Hey all new around here, ad before it gets asked, yes i searched the forums..and yes i searched google.
Im looking for skid plates for my 94 Sentra LE 4dr 1.6

Ive had no luck whatsoever finding them but i would really like to throw some on before i slam my sentra, the stock plastic ones are gone (like they do the trick anyways) and its nice knowing that all the road grime ad debris arent bouncing around in my engine bay.
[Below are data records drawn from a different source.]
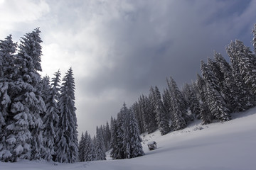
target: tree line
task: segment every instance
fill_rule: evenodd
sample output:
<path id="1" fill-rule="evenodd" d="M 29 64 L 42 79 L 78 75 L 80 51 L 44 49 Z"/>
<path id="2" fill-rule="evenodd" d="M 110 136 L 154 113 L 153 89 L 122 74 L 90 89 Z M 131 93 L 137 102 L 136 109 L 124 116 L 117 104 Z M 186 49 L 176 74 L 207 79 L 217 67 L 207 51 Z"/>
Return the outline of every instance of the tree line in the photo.
<path id="1" fill-rule="evenodd" d="M 70 68 L 41 77 L 40 30 L 0 40 L 0 159 L 77 161 L 75 80 Z"/>
<path id="2" fill-rule="evenodd" d="M 129 109 L 124 103 L 117 118 L 111 118 L 111 136 L 107 138 L 110 144 L 102 144 L 103 150 L 111 149 L 110 156 L 114 159 L 142 156 L 139 134 L 159 129 L 164 135 L 185 128 L 195 118 L 201 120 L 203 125 L 228 121 L 233 113 L 255 106 L 256 24 L 252 33 L 254 52 L 242 41 L 231 41 L 225 47 L 230 62 L 214 52 L 213 60 L 201 61 L 201 75 L 197 74 L 196 80 L 191 84 L 186 83 L 179 89 L 171 76 L 166 79 L 167 87 L 162 94 L 157 86 L 151 86 L 149 94 L 140 96 Z M 102 141 L 109 130 L 102 128 Z M 81 140 L 80 146 L 82 144 Z M 83 153 L 81 157 L 87 157 L 83 148 L 80 147 L 79 153 Z"/>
Any help is greatly appreciated!


----------



## smj999smj (Jan 1, 2006)

They are not "skid plates," merely "covers." IIRC, the Nissan parts catalog has them listed under the "floor fitting" section. The run in the $30-$40 range (each). I would try to find them in a salvage yard before spending that kind of money on them.


----------



## racerty1 (May 8, 2011)

smj999smj said:


> They are not "skid plates," merely "covers." IIRC, the Nissan parts catalog has them listed under the "floor fitting" section. The run in the $30-$40 range (each). I would try to find them in a salvage yard before spending that kind of money on them.


smj, i think you misunderstood me. my stock "covers" are gone. i would like to put "skid plates on it instead so i can safely lower my car and not worry about a pothole ripping my exhaust off of the car.


----------